IF 4.1 3区 医学 Q1 Medicine Pub Date : 2024-04-01 Epub Date: 2024-02-29 DOI: 10.1002/phar.2911
Zhiheng Yu, Rong Chen, Cheng Zhao, Renwei Zhang, Tianyan Zhou, Yangyu Zhao

Background: Intravenous oxytocin is commonly used for labor induction. However, a consensus on the initial dosing regimen is lac with conflicting research findings and varying guidelines. This study aimed to develop a population kinetic-pharmacodynamic (K-PD) model for oxytocin-induced uterine contractions considering real-world data and relevant influencing factors to establish an optimal starting dosing regimen for intravenous oxytocin.

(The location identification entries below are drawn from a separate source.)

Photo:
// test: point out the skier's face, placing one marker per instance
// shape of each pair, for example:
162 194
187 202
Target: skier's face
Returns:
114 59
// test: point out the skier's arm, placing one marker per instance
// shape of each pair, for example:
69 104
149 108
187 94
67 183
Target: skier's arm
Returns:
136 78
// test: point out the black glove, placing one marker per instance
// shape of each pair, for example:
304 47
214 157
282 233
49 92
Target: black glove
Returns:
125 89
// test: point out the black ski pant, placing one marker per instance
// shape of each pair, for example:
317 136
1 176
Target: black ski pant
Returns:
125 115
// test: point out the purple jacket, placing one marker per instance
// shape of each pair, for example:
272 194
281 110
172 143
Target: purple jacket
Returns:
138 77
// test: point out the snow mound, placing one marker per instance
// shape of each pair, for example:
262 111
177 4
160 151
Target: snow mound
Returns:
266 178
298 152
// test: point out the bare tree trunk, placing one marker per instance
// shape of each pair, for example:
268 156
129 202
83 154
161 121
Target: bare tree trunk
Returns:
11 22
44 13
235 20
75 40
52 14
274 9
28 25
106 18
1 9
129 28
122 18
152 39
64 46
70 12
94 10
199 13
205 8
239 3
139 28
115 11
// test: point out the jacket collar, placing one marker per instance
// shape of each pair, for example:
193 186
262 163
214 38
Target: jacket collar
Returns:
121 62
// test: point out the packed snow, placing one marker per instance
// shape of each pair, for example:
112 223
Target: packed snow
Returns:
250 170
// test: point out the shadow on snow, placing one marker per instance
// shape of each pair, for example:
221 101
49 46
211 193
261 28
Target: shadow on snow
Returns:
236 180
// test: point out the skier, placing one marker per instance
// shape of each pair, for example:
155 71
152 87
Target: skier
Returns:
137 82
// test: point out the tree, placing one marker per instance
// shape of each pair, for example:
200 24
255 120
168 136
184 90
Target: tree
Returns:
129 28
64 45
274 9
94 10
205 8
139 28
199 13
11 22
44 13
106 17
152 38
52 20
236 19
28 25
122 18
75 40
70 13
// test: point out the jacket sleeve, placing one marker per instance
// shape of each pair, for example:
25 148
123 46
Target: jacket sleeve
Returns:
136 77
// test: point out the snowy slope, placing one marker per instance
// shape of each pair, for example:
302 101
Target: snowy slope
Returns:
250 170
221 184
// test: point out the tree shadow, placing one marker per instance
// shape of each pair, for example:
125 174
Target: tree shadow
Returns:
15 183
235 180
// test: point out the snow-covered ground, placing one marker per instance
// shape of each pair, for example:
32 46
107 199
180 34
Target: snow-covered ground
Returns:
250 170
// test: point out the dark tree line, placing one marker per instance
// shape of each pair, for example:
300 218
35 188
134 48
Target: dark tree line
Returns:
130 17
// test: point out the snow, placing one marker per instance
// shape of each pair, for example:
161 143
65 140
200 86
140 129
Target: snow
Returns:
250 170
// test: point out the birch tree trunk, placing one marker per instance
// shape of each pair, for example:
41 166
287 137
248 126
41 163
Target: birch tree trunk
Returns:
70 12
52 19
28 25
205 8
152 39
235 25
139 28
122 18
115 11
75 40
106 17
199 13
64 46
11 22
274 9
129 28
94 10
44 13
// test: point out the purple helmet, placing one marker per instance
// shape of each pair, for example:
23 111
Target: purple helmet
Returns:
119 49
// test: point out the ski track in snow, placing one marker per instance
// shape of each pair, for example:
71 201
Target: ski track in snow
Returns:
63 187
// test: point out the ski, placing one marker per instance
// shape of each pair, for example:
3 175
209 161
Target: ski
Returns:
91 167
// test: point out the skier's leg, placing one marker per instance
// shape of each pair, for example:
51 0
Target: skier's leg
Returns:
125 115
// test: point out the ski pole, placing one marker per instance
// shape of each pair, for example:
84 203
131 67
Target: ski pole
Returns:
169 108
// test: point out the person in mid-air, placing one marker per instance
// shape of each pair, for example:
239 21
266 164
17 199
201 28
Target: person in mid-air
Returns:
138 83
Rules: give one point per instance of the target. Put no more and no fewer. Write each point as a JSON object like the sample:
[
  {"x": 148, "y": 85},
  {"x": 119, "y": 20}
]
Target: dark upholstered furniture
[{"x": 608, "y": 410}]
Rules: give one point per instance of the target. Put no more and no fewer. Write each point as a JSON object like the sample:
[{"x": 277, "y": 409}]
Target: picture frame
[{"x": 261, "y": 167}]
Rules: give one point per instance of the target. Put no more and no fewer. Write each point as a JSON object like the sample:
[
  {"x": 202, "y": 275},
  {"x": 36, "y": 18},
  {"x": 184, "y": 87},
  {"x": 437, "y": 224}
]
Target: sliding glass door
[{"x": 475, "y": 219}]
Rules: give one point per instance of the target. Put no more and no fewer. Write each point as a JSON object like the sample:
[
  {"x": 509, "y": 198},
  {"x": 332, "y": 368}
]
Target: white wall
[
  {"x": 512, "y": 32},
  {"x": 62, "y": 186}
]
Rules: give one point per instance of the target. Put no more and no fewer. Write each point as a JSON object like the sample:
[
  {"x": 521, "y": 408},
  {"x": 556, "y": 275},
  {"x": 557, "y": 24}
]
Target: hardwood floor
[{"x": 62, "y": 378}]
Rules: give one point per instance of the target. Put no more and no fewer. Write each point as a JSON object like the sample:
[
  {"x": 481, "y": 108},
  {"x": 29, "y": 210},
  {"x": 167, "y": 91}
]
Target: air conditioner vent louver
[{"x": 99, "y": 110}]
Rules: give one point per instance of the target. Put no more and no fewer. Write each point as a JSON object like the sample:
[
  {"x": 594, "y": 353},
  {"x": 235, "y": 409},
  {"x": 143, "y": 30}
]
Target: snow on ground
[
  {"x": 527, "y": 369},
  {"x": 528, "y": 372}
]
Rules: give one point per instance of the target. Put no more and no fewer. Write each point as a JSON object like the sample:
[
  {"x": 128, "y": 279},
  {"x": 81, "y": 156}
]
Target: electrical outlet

Methods: This retrospective study included pregnant women who underwent labor induction with intravenous oxytocin at Peking University Third Hospital in 2020. A  population K-PD model was developed to depict the time course of uterine contraction frequency (UCF), and covariate screening identified significant factors affecting the pharmacokinetics and pharmacodynamics of oxytocin. Model-based simulations were used to optimize the current starting regimen based on specific guidelines.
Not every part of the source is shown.